Dalla lettura della sentenza impugnata risulta che l’istanza di revocazione è stata dichiarata inammissibile per due ragioni, tra loro autonome, avendo il giudice ritenuto che il vizio denunziato non avesse natura di errore revocatorio in quanto investiva un giudizio e non la percezione di un fatto e perchè esso non era risultato decisivo ai fini della conclusione accolta dalla sentenza impugnata. Questa ultima ratio decidendi emerge in particolare dal passo della motivazione in cui la Corte territoriale ha affermato: ” Inoltre, nella fattispecie, per altra ragione, non è ravvisabile un errore revocatorio “, atteso che ” La decisione non si fonda su ciò che la parte ritiene errore revocatorio (contratto di locazione di V.M. inutilizzabile secondo la prospettazione Helvetia), ma sulla pratica risalente del condominio e nata dalla delibera condominiale del 1982 che aveva previsto il diritto al parcheggio di uno dei sei posti auto del cortile ed aveva provveduto senza contestazioni sul punto “, concludendo quindi nel senso che il ritenuto errore revocatorio non costituisce l’unico presupposto per sorreggere la sentenza della Corte “.

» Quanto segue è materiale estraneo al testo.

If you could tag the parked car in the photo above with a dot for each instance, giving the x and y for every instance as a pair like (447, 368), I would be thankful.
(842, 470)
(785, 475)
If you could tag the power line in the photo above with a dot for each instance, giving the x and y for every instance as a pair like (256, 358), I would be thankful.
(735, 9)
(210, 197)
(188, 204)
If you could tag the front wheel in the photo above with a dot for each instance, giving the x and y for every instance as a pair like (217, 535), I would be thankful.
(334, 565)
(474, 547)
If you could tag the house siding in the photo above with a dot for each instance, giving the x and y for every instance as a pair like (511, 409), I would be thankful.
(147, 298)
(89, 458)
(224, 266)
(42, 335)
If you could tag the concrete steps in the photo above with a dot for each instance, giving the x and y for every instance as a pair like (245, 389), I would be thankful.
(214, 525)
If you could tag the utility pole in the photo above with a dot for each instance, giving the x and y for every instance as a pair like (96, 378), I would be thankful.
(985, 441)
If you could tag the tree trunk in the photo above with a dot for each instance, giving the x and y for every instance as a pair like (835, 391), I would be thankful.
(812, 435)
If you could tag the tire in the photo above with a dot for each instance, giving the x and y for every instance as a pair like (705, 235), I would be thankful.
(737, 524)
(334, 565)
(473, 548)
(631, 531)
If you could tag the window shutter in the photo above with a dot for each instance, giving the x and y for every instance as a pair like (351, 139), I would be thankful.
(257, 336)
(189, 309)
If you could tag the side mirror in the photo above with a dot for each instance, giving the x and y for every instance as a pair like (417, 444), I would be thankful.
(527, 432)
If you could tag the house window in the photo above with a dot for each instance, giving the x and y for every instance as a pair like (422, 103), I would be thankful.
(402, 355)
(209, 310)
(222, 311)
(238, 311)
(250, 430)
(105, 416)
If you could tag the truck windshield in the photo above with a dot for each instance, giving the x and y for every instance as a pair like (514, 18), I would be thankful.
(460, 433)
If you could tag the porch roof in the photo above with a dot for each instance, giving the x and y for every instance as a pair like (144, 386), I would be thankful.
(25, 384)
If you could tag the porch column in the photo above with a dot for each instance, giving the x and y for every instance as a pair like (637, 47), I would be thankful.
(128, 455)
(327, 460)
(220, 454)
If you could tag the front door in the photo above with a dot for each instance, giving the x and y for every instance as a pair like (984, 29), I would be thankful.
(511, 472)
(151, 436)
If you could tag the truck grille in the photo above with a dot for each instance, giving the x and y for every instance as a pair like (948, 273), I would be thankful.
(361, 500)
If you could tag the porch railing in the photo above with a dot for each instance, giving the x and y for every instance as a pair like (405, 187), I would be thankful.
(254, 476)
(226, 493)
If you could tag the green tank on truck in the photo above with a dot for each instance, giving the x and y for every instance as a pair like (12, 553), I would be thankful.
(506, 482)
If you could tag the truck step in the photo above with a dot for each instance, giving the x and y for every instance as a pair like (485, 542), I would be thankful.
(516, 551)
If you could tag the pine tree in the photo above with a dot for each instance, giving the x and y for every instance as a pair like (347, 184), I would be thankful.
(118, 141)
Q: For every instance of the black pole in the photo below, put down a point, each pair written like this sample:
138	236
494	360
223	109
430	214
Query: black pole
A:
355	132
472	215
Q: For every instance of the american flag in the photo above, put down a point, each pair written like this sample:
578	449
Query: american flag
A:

Ora, poichè tale considerazione costituisce, in forza del percorso motivazionale della decisione, ragione autonoma della pronuncia che ha dichiarato inammissibile la revocazione ed essa non risulta specificatamente censurata dalla ricorrente, ne discende l’inammissibilità del motivo per difetto di interesse (Cass. n. 9752 del 2017; Cass. n. 2108 del 2012). L’eventuale accoglimento della censura non travolgerebbe infatti la seconda ratio decidendi, la quale, non essendo stata oggetto di critica, è divenuta definitiva e che, attesa la sua autonomia, appare di per sè sufficiente a sorreggere la statuizione impugnata. In conclusione, va accolto il primo motivo di ricorso, dichiarato assorbito il secondo e respinti gli altri motivi. La sentenza va quindi cassata in relazione al motivo accolto e la causa rinviata ad altra Sezione della Corte di appello di Torino, che provvederà anche alla liquidazione delle spese di giudizio.

PQM

accoglie il primo motivo di ricorso, dichiara assorbito il secondo e respinge il terzo e quarto; cassa in relazione al motivo accolto la sentenza impugnata e rinvia, anche per la liquidazione delle spese, ad altra Sezione della Corte di appello di Torino.

Così deciso in Roma, il 20 novembre 2018.